On the Role of Voltage-Dependent Calcium Channels in Calcium Signaling of AstrocytesIn Situ

Abstract

Calcium ions play crucial roles in a large variety of cell functions. The recent proposal that changes in the intracellular calcium concentration ([Ca²⁺]_i) in astrocytes underline a reciprocal communication system between neurons and astrocytes encourages the interest in the definition of the various components participating in this novel Ca²⁺signaling system. We investigate here whether functional voltage-operated calcium channels (Ca²⁺ VOCs), which are clearly expressed in cultured astrocytes, participate in the regulation of [Ca²⁺]_i also in astrocytes in situ. Depolarization with 40–60 mm K⁺ was used to analyze the activity of Ca²⁺ VOCs in Indo-1-loaded astrocytes in acute slices from the visual cortex and the CA1 hippocampal region of developing rats.
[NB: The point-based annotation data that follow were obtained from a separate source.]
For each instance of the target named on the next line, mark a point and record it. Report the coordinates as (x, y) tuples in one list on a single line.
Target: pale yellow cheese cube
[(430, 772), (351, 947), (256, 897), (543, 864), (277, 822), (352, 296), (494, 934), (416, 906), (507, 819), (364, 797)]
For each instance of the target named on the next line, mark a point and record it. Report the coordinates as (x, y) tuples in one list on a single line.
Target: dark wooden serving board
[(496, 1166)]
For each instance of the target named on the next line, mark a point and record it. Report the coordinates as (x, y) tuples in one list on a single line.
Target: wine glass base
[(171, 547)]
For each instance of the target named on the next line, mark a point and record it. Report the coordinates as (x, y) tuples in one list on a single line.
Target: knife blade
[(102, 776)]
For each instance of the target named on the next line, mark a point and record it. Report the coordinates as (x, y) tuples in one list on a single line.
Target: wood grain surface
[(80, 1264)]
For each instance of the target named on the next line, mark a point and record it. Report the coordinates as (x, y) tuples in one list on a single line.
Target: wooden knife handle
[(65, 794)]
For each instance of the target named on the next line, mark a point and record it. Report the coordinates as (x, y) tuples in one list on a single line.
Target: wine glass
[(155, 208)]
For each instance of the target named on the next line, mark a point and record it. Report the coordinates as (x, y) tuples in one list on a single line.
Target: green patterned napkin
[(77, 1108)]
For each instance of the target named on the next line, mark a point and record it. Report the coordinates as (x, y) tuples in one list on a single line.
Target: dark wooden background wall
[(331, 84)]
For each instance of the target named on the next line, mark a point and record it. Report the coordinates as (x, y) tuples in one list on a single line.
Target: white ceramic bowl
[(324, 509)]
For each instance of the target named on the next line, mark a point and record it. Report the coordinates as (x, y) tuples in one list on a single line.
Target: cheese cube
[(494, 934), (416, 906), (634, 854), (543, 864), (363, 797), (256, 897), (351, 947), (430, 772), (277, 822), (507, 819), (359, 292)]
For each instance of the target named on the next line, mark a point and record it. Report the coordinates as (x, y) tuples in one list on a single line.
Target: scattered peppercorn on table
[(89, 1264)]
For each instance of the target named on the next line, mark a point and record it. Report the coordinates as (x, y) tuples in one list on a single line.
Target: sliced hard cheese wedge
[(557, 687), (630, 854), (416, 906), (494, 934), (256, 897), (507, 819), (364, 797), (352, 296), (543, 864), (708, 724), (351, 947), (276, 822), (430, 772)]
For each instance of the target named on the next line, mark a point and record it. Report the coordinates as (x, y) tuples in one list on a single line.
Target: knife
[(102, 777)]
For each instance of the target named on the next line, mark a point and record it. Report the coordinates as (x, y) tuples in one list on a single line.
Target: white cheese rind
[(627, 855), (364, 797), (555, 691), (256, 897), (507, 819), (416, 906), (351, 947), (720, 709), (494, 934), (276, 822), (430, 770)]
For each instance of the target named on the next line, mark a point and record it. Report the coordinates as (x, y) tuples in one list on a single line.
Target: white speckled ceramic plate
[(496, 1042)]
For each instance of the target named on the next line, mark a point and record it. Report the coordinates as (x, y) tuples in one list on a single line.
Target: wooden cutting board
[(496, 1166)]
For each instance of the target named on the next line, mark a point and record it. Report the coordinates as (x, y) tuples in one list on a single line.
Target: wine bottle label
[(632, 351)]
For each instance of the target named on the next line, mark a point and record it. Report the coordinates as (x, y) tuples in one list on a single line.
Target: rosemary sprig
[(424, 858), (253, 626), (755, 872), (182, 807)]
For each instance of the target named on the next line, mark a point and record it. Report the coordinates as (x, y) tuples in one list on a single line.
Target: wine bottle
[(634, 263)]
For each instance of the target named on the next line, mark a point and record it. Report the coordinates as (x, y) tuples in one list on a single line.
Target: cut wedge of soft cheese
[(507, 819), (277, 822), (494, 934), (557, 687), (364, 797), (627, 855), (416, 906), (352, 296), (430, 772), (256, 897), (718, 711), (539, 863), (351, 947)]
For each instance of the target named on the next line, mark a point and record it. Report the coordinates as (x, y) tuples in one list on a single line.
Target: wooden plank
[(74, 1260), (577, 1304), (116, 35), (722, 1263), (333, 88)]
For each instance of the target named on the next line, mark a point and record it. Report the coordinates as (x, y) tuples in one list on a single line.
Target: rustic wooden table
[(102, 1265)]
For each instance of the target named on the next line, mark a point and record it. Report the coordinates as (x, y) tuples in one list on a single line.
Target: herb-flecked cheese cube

We demonstrate here that the depolarization-induced [Ca²⁺]_i increases in astrocytes are solely attributed to the activation of metabotropic receptors by neurotransmitters, such as glutamate, released by synaptic terminals on depolarization. In fact, (1) the K⁺-induced [Ca²⁺]_i increases in astrocyte [Ca²⁺]_i were potently reduced by α-methyl-4-carboxyphenylglycine, a metabotropic glutamate receptor competitive inhibitor; (2) after emptying intracellular Ca²⁺ stores with cyclopiazonic acid, none of the astrocytes displayed a [Ca²⁺]_iincrease on the depolarizing stimulus; and (3) after inhibiting neurotransmitter secretion in neurons by incubating the slices with tetanus neurotoxin, no [Ca²⁺]_iincrease on K⁺ stimulation was observed in astrocytes. Finally, patch-clamp whole-cell recordings from hippocampal astrocytes in acute brain slices failed to reveal any voltage-dependent calcium currents. On the basis of these results, the various roles proposed for astrocyte Ca²⁺ VOCs in the CNS should be reconsidered.